Saturday baking is its own kind of anchor for me — the loaves of bread, the familiar rhythm, the way the house smells when something is in the oven and the kids are still home. The week had been full: Dave’s MRI, the cookbook going to print, February doing what February does. When I finished the bread and still had flour on my hands and a little time left, I made this cake. It’s the kind of thing Tillie would have made without announcement and left on a counter for whoever needed it. That felt right for this particular Saturday.
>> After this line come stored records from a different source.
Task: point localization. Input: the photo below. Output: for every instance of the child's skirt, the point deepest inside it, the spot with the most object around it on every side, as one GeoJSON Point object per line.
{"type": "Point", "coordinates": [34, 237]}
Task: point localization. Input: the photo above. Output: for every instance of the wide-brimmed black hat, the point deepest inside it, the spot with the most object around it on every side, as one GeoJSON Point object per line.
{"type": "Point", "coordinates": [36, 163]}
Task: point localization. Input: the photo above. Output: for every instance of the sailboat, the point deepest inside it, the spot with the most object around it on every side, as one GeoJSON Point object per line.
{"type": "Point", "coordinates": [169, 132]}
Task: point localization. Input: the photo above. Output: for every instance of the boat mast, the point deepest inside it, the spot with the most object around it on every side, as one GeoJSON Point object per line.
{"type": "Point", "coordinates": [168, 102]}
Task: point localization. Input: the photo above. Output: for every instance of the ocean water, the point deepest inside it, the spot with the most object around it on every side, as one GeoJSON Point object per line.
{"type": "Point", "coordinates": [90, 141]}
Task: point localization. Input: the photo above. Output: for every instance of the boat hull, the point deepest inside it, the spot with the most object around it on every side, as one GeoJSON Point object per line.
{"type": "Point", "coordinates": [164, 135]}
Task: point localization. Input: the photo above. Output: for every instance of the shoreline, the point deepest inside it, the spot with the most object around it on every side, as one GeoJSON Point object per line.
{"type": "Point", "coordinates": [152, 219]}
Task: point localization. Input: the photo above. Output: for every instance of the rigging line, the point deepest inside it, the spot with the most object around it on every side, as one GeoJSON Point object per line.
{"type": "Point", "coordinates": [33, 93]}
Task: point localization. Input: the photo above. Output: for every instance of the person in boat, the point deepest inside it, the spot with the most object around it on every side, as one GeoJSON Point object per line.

Tillie’s Ginger Crumb Cake

Prep Time: 20 min | Cook Time: 35 min | Total Time: 55 min | Servings: 12

Ingredients

  • 2 1/4 cups all-purpose flour
  • 1 cup packed brown sugar
  • 1/2 cup granulated sugar
  • 1 teaspoon ground ginger
  • 1 teaspoon ground cinnamon
  • 1/4 teaspoon ground cloves
  • 1/4 teaspoon salt
  • 3/4 cup unsalted butter, melted
  • 1 cup buttermilk
  • 2 large eggs
  • 1 teaspoon baking soda
  • 1 teaspoon vanilla extract

Instructions

  1. Preheat and prepare. Preheat your oven to 350°F. Grease a 9x13-inch baking pan and set aside.
  2. Make the crumb base. In a large bowl, whisk together the flour, brown sugar, granulated sugar, ginger, cinnamon, cloves, and salt. Pour in the melted butter and stir until the mixture resembles coarse, damp crumbs. Reserve 1 cup of this mixture for the topping.
  3. Mix the batter. To the remaining crumb mixture, add the buttermilk, eggs, baking soda, and vanilla extract. Stir until just combined — do not overmix. The batter will be thick.
  4. Assemble. Pour and spread the batter evenly into the prepared pan. Scatter the reserved crumb topping evenly over the surface.
  5. Bake. Bake for 32–36 minutes, until the top is set and a toothpick inserted in the center comes out clean. The crumb topping should be golden and slightly crisp.
  6. Cool and serve. Allow the cake to cool in the pan for at least 15 minutes before cutting. Serve warm or at room temperature.

Nutrition (per serving)

Calories: 310 | Protein: 4g | Fat: 12g | Carbs: 47g | Fiber: 1g | Sodium: 185mg

Brenda Novak
About the cook who shared this
Brenda Novak
Week 307 of Brenda’s 30-year story · Grand Island, Nebraska
Brenda is a forty-eight-year-old long-haul trucker and mom of two from Grand Island, Nebraska, who cooks on the road with a crockpot plugged into her semi's cigarette lighter. She lost her sister to domestic violence and carries that loss quietly. She writes for the working moms who are gone a lot and feel guilty about it. The food you leave in the fridge for your kids when you are on a haul? That is love, packed in Tupperware.